Pakistan, China Hold Green Development Dialogue to Advance Eco-Friendly SEZs under CPEC

ISLAMABAD, Sep 1 (Alliance News): The Pakistan-China Institute (PCI), in collaboration with the School of Environment at Tsinghua University, organized a high-level Pakistan-China Green Development Dialogue on the sidelines of Prime Minister Shehbaz Sharif’s visit to China, focusing on operationalizing Green Special Economic Zones (SEZs) under CPEC.

At the dialogue, PCI launched a policy paper titled “From Policy to Practice: Operationalizing Green Special Economic Zones under CPEC via China’s Eco-Industrial Parks Lessons.”

The study, authored by Mustafa Hyder Sayed, Muhammad Umar Farooq, and Professor Tian Jinping, adapts lessons from China’s eco-industrial parks (EIPs) to Pakistan’s SEZs with a focus on infrastructure, financing, operations, and data-driven management.

The event brought together policymakers, researchers, and industry experts, including Minister of State for Climate Change Dr. Shezra Mansab Ali Kharal, Professor Tian Jinping of Tsinghua University, Mustafa Hyder Sayed, Executive Director of PCI, Xu Tianqi, Director of Area Studies at RDCY, Renmin University, Dr. Erfa Iqbal, Additional Secretary and EDG-II at BOI, Professor Bi Kejia of Xi’an International Studies University, and PCI Senior Researcher Muhammad Umar Farooq.

In his remarks, Professor Tian Jinping said the priority was turning ideas into site-level action in Pakistan’s SEZs. “China’s eco-industrial parks worked because we set clear standards, built shared utilities, and backed decisions with verified data,” he noted.

“When parks share treatment plants, steam, and heat-recovery systems, costs fall and compliance improves.”

Mustafa Hyder Sayed emphasized practical implementation, stressing that Green SEZs will succeed when cleaner production reduces costs for firms. He underlined the need for bankable shared utilities, simple rules for SMEs, and incentives tied to performance.

The paper recommends standardizing contracts, publishing KPIs, and embedding data-sharing in SEZ operations to ensure efficiency and accountability.

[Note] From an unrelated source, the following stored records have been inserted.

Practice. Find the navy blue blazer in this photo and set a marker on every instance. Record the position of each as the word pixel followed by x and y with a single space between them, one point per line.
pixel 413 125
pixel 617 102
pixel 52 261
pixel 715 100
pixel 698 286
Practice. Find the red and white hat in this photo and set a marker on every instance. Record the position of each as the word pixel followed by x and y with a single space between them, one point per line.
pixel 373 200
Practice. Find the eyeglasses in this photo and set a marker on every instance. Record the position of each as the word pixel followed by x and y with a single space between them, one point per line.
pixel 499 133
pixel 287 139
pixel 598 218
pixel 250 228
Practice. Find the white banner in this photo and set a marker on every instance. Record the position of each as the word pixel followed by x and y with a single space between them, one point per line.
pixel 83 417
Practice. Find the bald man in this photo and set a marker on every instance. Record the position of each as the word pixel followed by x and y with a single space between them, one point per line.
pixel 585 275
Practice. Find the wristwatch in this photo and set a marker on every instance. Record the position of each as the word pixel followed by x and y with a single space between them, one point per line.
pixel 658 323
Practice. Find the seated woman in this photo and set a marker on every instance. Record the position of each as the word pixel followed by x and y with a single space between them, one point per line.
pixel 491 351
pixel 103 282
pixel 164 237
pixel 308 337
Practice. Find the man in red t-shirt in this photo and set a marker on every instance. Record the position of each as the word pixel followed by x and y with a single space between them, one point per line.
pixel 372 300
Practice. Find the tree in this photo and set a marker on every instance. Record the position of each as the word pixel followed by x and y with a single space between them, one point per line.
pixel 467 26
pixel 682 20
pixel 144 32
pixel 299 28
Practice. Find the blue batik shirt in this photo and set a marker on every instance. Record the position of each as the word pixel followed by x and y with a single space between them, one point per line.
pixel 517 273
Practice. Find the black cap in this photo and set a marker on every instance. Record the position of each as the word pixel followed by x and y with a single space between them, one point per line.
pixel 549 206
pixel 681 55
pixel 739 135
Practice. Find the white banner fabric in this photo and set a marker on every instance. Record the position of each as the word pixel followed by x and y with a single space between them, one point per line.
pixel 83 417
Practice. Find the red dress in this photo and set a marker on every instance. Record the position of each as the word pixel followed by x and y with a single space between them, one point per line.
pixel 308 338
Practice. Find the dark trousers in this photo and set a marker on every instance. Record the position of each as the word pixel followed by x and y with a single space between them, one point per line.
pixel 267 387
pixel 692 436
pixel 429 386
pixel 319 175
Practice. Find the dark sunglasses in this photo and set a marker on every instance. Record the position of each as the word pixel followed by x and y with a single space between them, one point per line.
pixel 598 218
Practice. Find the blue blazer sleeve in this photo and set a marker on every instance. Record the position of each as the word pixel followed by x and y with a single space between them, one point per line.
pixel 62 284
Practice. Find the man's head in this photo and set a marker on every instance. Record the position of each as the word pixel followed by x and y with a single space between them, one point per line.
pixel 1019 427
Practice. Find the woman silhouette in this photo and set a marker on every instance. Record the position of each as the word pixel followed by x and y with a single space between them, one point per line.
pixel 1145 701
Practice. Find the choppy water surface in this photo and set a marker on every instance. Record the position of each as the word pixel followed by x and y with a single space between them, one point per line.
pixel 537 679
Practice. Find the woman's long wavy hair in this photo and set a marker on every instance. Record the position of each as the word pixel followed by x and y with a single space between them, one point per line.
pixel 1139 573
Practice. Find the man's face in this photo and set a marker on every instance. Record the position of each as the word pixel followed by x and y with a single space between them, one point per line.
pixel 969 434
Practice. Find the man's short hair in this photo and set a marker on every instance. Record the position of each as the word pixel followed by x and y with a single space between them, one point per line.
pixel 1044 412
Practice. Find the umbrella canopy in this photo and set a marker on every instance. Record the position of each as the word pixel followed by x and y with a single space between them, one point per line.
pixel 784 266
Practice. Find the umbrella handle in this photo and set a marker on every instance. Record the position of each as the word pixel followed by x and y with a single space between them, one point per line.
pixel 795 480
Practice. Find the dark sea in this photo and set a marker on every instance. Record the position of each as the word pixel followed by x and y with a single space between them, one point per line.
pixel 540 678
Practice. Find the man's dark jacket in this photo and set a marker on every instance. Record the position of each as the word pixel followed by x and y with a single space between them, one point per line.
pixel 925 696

Delivering the keynote, Dr. Shezra Mansab Ali Kharal said Pakistan must learn from China’s experience and adapt it locally. “The green transition does not mean turning all lights off; it means turning better lights on,” she said.

“Our goal is a competitive industry that uses fewer resources, cuts pollution, and creates jobs.” She called for alignment between federal and provincial policies to ensure industries receive consistent signals and support.

Muhammad Umar Farooq outlined China’s eco-industrial evolution, from early pilots such as the Guitang sugar complex, which turned residues into inputs for paper, cement, and power, to modern models like TEDA, which adopted digital by-product matchmaking.

He stressed that Pakistan should follow a “pilot, measure, and scale” model, with simple, verifiable benchmarks.

From the Board of Investment (BOI), Dr. Erfa Iqbal highlighted investment enablement, noting that over 300 Pakistani companies had joined the Prime Minister’s delegation to China. She said SMEs would be supported with pooled procurement of monitoring equipment, green credit lines, and viability-gap funding for shared utilities.

“All instruments will be embedded in the SEZ one-window system with clear timelines and bundled technical assistance,” she added.

On financing models, Xu Tianqi proposed nominating two SEZs as green pilots by 2025–26, backed by blended financing.

He said concessional policy-bank loans could fund wastewater treatment and steam networks, while sovereign guarantees could reduce borrowing costs. “Performance-based subsidies should be tied to verified savings in energy, water, and emissions,” he added.

Professor Bi Kejia underlined the need for strict KPIs, including by-product exchange rates, greenhouse gas intensity per unit of output, and park-level water reuse ratios.

He recommended monthly monitoring, interoperable meters, and transparent dashboards to ensure SMEs as well as anchor firms could participate.

Liu Shuming, Dean at Tsinghua University, stressed the importance of measurable and financeable solutions. “Park-level utilities make compliance cheaper when designed once and shared widely.

Standards give parks a common language, and training ensures systems run safely,” he said. He reaffirmed Tsinghua’s support for research and capacity-building for Pakistan’s green SEZs.

The policy paper concludes with a concrete action plan: adopt eco-industrial standards, finance shared utilities with blended capital, embed SME support in SEZ frameworks, and deploy digital platforms for energy and by-product exchange.

The dialogue reflected a strong commitment by Pakistan and China to translate green development concepts into practical steps, ensuring that CPEC not only accelerates industrial growth but also aligns with sustainability and environmental protection.